One good thing about being an ERP consultant is that it pays well. ERP Consultants are a section of IT professions who get the best compensation. The bad news is becoming an ERP Consultant is no easy job. It requires a thorough understanding of both business and IT and so many hours of training. Also it is important to be trained in the correct ERP package. Since this is still a nice there are no courses conducted by the local universities or IT institutes on ERP. So an aspirant might have to invest on foreign training to be a specialist in this area.
8. Computer Sales Engineers
Some may not select the job of a Computer Sales Engineer as a role in IT, but considering the qualifications one needs to become a Sales Engineer, leaves us in no doubt. This is not a job for an ordinary salesman. A Computer Sales Engineer (or a Marketing Executive as they are known sometimes) is mostly expected to offer the clients not products, but solutions. This forces them to have through understanding about how the computers function and what options are available to map the exact business requirement of a user.
Therefore, a Sales Engineer, who sells IT solutions should ideally have a good IT background in addition to a training in the sales discipline. While a CIM would suffice for the marketing part, an IT diploma or degree in the relevant areas are ideal qualifications for an IT Sales Engineer.

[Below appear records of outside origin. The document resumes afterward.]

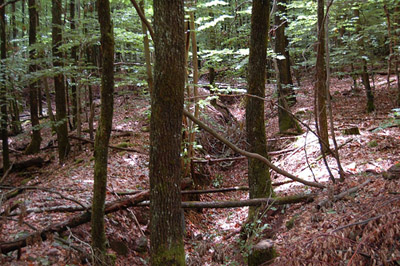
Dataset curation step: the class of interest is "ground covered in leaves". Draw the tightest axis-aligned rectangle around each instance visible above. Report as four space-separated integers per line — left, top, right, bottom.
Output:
0 76 400 265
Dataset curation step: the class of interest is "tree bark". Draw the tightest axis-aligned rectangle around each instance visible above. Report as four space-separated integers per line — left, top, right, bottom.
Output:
140 0 154 94
51 0 70 163
353 4 375 113
246 0 273 220
275 0 301 133
25 0 42 154
69 0 78 129
150 0 185 265
0 0 10 172
314 0 329 153
92 0 114 265
0 191 149 254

Then there are hundreds of lesser know job categories in IT. A Technical Writer may help in preparing the literature for the organisation, a Quality Assurance Specialist might help the software developers in assuring the application error free. Of course there are plenty of opportunities for IT lecturers and instructors at the training institutes. The Security Specialists are one of the latest additions to the list.
The golden rule is that one should select a career path one might enjoy. Otherwise following any of the career paths above can be a tedious and a difficult task.